La diapositive suivante reprend les objectifs quantifiés. On a défini des couloirs de croissance qui fixent des objectifs. Les trajectoires commencent modérément, en sortie de crise, avant de devenir plus ambitieuses. Pour l'instant, l'activité s'inscrit dans les couloirs de croissance. Si elle reste au même niveau l'année prochaine, elle en sortira. Il y a donc un vrai enjeu pour arriver à transformer l'essai en 2024, ce qui n'est pas simple, compte tenu de l'état des établissements hospitaliers, certains CHU ayant un tiers de leurs blocs et de leurs services de réanimation fermés.

Je vais à présent vous parler rapidement des cellules souches hématopoïétiques. La diapositive illustre l'activité de greffe de moelle osseuse, qui est en progression en France depuis quelques années. En vert figurent les donneurs non apparentés, c'est-à-dire les donneurs que l'on va chercher, à l'étranger ou sur un registre français. En bleu sont représentés les donneurs apparentés, c'est-à-dire les greffes intra-familiales. On est à peu près à 2 000 greffes par an, avec une légère prédominance des donneurs non apparentés (55 %). Vous pouvez voir que la répartition par région est assez hétérogène. À nouveau, ce n'est pas qu'un sujet de prévalence des pathologies mais aussi un sujet d'accès aux soins.

Il faut rappeler qu'il y a plusieurs sources de cellules souches hématopoïétiques : on peut récupérer les cellules souches périphériques dans le sang par cytaphérèse, on peut effectuer un prélèvement de moelle sur l'os iliaque, ou on peut recourir aux greffons appelés « unités de sang placentaire ». Depuis plusieurs années, les greffes à base de cellules souches périphériques sont largement dominantes (80 %), ce qui se retrouve aussi au niveau mondial. On ne fait guère plus de prélèvements sur l'os iliaque : ils étaient douloureux et nécessitaient une hospitalisation du donneur.

La diapositive suivante illustre l'activité du registre sur lequel ont été inscrits environ 2 000 nouveaux patients en 2023. Nous inscrivons les personnes qui sont en attente de greffe de moelle et nous essayons de leur trouver le meilleur greffon compatible, que ce soit dans notre registre national ou à l'étranger puisque nous sommes interconnectés avec 75 registres. Par le passé, 6 % des personnes greffées en France recevaient un greffon issu d'un donneur national. Ce taux est passé à 10 %, et un objectif de 25 % a été fixé. Je ne suis pas sûre qu'on arrivera à 25 % dans deux ans et demi, mais il reste que nous sommes en progression. En revanche, point très intéressant, on a connu en 2023 une explosion de la demande pour des patients internationaux (+ 71 % de demandes). Ceci est dû à la qualité de notre registre, pour lequel on a fait le choix d'une diversification. Notre registre ne compte que 400 000 personnes, tandis que celui des Allemands en contient 9 millions, mais ce sont tous les mêmes phénotypes et les mêmes génotypes. De notre côté - c'est aussi l'histoire de la République française -, on a la chance d'avoir une population extrêmement variée et on joue sur cette diversité, ce qui fait qu'on a un registre de qualité, qui permet de répondre à des besoins internationaux. On a un objectif de masculinisation et de rajeunissement de notre registre. Les greffons sont de meilleure qualité quand vous prélevez des personnes jeunes, qui plus est des hommes. En effet, du fait des grossesses, la moelle des femmes s'immunise et est de moins bonne qualité. Aussi, à 70 %, les greffeurs privilégient plutôt les donneurs masculins. Il est possible de s'inscrire jusqu'à 36 ans, puis vous pouvez être prélevé jusqu'à 60 ans. On a encore une part importante de personnes âgées, mais on enregistre un rajeunissement significatif.

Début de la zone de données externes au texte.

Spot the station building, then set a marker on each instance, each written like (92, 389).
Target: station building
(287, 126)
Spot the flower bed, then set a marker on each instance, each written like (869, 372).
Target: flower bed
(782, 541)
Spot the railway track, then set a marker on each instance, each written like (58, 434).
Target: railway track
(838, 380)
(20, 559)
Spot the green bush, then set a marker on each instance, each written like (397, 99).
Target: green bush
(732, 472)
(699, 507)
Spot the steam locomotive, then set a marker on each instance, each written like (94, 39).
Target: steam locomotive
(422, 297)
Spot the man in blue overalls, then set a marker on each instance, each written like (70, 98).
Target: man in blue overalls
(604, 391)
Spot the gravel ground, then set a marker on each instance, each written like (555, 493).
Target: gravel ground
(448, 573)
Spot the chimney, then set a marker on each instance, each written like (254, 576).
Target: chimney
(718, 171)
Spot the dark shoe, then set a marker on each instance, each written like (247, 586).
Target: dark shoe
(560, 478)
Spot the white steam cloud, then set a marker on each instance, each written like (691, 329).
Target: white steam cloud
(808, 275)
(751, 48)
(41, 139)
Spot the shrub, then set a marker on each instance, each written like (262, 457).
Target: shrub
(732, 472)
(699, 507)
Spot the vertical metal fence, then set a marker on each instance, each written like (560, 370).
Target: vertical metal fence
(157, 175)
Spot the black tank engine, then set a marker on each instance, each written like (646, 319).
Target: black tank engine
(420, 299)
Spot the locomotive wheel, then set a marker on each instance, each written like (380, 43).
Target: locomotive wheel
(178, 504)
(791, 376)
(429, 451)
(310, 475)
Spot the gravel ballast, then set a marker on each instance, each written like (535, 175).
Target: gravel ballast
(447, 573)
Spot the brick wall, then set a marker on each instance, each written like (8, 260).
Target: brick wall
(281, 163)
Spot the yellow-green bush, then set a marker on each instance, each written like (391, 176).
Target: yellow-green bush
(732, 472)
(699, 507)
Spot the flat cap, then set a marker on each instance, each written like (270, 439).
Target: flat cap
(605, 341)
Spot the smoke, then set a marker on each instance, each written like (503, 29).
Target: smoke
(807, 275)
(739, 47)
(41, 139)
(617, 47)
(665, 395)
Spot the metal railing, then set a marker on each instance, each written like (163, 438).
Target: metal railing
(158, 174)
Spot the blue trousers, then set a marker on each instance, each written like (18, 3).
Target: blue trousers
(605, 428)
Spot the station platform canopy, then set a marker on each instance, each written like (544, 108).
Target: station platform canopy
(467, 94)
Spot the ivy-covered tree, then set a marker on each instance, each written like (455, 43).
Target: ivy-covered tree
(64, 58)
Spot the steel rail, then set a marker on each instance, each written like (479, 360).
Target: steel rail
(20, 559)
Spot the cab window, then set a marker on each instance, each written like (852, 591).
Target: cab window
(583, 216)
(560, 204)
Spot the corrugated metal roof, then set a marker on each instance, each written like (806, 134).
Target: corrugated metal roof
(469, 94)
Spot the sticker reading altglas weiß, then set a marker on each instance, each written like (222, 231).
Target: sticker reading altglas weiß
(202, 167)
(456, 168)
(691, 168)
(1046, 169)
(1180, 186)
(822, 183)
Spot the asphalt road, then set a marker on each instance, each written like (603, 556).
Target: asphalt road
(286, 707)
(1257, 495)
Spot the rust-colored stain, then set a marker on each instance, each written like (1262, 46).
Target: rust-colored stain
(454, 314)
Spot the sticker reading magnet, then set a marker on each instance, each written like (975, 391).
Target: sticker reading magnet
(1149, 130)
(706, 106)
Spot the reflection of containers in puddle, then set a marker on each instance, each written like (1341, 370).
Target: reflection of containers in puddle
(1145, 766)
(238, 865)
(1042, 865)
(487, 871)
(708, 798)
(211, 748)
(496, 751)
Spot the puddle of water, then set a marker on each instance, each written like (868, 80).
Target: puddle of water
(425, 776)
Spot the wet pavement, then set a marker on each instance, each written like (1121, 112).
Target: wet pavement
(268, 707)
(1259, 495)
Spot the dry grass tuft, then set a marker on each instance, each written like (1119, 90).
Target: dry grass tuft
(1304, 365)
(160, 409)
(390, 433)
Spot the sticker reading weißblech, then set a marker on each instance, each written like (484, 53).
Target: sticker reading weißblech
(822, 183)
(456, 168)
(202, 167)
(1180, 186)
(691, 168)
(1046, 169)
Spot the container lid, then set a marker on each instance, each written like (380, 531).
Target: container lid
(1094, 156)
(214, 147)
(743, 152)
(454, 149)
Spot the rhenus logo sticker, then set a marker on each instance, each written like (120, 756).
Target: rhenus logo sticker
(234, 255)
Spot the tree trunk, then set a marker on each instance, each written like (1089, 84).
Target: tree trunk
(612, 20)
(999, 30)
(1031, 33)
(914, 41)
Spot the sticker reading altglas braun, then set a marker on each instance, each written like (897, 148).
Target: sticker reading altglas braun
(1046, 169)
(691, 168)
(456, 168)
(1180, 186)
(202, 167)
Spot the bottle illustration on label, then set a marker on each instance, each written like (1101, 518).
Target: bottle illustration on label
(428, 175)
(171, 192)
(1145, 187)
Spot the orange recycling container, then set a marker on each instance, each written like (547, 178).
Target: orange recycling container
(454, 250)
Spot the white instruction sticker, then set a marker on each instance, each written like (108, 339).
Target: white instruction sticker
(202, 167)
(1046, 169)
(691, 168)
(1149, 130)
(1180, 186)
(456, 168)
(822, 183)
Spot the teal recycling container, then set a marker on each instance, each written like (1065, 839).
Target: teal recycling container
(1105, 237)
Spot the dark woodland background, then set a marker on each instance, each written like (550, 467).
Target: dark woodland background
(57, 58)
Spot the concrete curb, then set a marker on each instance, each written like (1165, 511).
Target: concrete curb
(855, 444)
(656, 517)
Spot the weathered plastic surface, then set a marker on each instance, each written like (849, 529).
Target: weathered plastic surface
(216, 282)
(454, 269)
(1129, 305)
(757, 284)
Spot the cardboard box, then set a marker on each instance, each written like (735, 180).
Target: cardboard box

On observe par ailleurs des tensions hospitalières sur le sujet, avec un accès difficile à la cytaphérèse, pour pouvoir trier le sang, ce qui restreint l'activité. Il y a d'ailleurs une concurrence avec l'activité de CAR T-cell, qui est un traitement basé sur la modification des cellules d'un patient afin de traiter son cancer. C'est une innovation extraordinaire, mais qui repose sur les mêmes ressources que les greffes de moelle. Comme ces ressources n'ont pas augmenté, certains patients sont traités au détriment des autres. On a également des besoins en pédiatrie et dans le parcours post-greffe. On essaie de soutenir ces équipes, pour leur trouver des solutions et surtout attirer l'attention des directions hospitalières sur ces sujets un peu particuliers. Les personnes qui gèrent ces greffes sont en effet des techniciens très compétents, qui ne sont pas remplaçables facilement.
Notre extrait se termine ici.